As I’ve been working on drawing, I’ve also been watching videos of tutorials. In one an artist recommended some drills to practice drawing, and followed it up with “but don’t spend more than 50% of your time on drills. With the other 50%, spend time drawing just for fun.”

I almost immediately smacked my forehead. Oh right! I need to remember why I paint! I didn’t start painting in order to get better. I didn’t start painting because I wanted to paint like anyone in particular. I started painting because I wanted to enjoy myself.

Somewhere along the way, I stopped painting because it’s fun, and I started painting in order to get noticed. I started posting images on Facebook and Reddit and Instagram because I was mining for likes and validation that I’m worth something. The subconscious thought was, “if I paint, and get a lot of views on my blog, or a lot of likes on Facebook or Reddit, then I’ve succeeded.”

That is bullshit.

I want to paint because I enjoy it. I don’t want to paint for validation. I don’t want to paint for likes. I want to paint because it’s fun for me. I want to paint because the world is beautiful and I want to portray the beauty I see.

So, I’m going to try to stop watching tutorials for a while. I’m going to stop making huge detailed posts about the process I engaged in, and go back to just painting something because I want to. I’ll still post here, and write up about lessons I learned, but I want to stop focusing so much on getting likes and views. I admit, I still want likes. Who doesn’t want to be liked? But I’m going to try very hard to divorce that from why I paint, and what I paint.
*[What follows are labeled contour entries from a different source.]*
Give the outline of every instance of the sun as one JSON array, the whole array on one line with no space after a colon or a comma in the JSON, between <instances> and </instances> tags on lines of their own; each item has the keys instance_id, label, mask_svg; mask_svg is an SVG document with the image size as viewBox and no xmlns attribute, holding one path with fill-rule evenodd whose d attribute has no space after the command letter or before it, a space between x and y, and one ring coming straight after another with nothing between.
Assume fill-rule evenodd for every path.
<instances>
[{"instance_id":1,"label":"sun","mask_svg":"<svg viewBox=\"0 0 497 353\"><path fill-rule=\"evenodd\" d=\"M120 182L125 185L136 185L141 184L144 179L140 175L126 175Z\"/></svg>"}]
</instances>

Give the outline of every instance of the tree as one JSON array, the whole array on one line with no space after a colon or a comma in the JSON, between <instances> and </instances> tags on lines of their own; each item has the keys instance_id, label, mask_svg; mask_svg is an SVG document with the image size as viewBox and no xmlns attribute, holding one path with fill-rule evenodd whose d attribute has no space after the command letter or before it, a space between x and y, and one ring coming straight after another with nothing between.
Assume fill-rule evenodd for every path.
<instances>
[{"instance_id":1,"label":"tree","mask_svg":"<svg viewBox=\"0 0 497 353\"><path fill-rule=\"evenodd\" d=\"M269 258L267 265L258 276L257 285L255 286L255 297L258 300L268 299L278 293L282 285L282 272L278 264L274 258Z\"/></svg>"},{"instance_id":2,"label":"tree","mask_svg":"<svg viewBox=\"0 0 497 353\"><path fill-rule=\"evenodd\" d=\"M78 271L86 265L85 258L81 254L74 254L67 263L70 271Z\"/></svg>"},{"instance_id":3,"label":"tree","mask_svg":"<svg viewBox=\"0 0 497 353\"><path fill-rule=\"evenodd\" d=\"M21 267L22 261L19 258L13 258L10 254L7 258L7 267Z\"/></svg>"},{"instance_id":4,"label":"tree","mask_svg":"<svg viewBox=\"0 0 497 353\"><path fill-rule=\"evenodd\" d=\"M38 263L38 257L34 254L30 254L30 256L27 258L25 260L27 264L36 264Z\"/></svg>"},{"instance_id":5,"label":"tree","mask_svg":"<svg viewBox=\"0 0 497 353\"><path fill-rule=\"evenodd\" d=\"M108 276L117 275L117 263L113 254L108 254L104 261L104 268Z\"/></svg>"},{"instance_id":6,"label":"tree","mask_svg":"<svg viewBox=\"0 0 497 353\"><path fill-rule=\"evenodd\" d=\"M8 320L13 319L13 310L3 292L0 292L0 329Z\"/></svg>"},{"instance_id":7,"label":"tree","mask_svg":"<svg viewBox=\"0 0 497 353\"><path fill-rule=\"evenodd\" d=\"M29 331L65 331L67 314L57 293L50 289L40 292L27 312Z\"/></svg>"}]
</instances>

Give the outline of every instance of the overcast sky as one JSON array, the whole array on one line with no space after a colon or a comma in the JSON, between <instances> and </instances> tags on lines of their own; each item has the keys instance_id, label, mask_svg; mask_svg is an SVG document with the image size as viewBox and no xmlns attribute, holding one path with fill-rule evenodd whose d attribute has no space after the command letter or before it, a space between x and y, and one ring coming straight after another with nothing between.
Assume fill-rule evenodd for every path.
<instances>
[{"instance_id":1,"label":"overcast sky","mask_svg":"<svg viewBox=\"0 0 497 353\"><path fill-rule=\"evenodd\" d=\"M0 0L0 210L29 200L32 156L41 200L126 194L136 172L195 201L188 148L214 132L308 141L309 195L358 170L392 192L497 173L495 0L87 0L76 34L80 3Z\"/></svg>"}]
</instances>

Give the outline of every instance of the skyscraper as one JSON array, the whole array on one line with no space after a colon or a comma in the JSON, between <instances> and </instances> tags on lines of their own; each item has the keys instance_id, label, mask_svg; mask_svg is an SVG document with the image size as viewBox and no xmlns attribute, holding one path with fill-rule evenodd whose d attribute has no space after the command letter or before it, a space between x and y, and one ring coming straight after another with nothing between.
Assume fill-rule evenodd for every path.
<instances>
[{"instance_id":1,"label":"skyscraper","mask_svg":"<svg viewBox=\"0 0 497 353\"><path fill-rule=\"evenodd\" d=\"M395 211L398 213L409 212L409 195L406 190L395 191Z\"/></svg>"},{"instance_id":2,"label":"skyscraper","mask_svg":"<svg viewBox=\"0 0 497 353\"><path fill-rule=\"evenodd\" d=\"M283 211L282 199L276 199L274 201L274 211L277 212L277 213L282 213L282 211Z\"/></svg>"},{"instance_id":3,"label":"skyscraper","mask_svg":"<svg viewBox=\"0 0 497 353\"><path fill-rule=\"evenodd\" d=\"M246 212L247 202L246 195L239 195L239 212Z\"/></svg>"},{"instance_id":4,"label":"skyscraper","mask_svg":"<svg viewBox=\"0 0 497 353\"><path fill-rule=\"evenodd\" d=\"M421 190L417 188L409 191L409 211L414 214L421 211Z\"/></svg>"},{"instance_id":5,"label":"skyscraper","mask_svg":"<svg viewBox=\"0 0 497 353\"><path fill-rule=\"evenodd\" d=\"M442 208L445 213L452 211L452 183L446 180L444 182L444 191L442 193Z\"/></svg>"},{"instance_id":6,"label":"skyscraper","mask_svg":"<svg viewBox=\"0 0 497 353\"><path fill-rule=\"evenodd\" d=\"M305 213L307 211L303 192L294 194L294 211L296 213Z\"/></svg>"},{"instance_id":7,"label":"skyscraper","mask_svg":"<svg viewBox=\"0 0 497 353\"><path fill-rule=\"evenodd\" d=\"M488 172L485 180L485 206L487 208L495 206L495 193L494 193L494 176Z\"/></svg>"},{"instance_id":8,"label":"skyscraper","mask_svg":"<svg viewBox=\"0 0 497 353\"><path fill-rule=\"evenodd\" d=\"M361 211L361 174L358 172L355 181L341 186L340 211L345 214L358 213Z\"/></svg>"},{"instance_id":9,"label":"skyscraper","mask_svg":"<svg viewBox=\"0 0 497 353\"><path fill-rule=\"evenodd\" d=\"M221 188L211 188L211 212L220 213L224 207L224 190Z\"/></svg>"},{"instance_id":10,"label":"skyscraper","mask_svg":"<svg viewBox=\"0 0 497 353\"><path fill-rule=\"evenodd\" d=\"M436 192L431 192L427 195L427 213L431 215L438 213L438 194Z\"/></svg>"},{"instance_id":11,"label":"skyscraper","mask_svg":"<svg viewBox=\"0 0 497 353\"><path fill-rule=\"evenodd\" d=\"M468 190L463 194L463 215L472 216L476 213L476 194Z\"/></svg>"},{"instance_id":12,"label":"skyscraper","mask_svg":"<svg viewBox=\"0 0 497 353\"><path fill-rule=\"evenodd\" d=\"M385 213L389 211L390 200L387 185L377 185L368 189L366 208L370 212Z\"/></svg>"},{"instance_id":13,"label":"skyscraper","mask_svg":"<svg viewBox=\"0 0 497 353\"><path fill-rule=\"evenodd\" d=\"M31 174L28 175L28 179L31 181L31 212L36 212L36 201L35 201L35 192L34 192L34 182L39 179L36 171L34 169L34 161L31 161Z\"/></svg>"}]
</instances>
Fortunately for me, my five year old daughter saw this and said “That’s good. You’re like Bob Ross.” So I guess I don’t really need to mine for likes any more – since I have already received the best compliment I could ever get.

Today, I painted this photograph of the White Cliffs of Dover taken by my brother or sister-in-law.

Lessons I learned from painying that.

Anyway: here are some lessons I learned from painting this.¿@$

  1. The sky should normally be the lightest value, but in this painting the subject is largely white. So I needed to darken the sky a bit in order to differentiate it from the subject.
  2. Atmosphere is easily achieved by turning the horizon into one big lost edge. Especially when painting an overcast day by the ocean.
  3. White subjects aren’t just white. Use value changes in white subjects in order to define the mass of the object.
  4. Adding those itsy bitsy figures on the top of the cliff really did help create a sense of scale, even though they are barely noticeable.
  5. The sea here is good. And it’s good because it isn’t overworked. I painted some dry brush tone changes with confidence, and when they weren’t exactly what I had in mind, I just left it alone. Now, I can’t find the things I was unhappy with when I painted it.
  6. Work on birds.
  7. Work on perspective – the foreground grass should reach a bit higher so the cliffs don’t look like they are standing up above the viewer.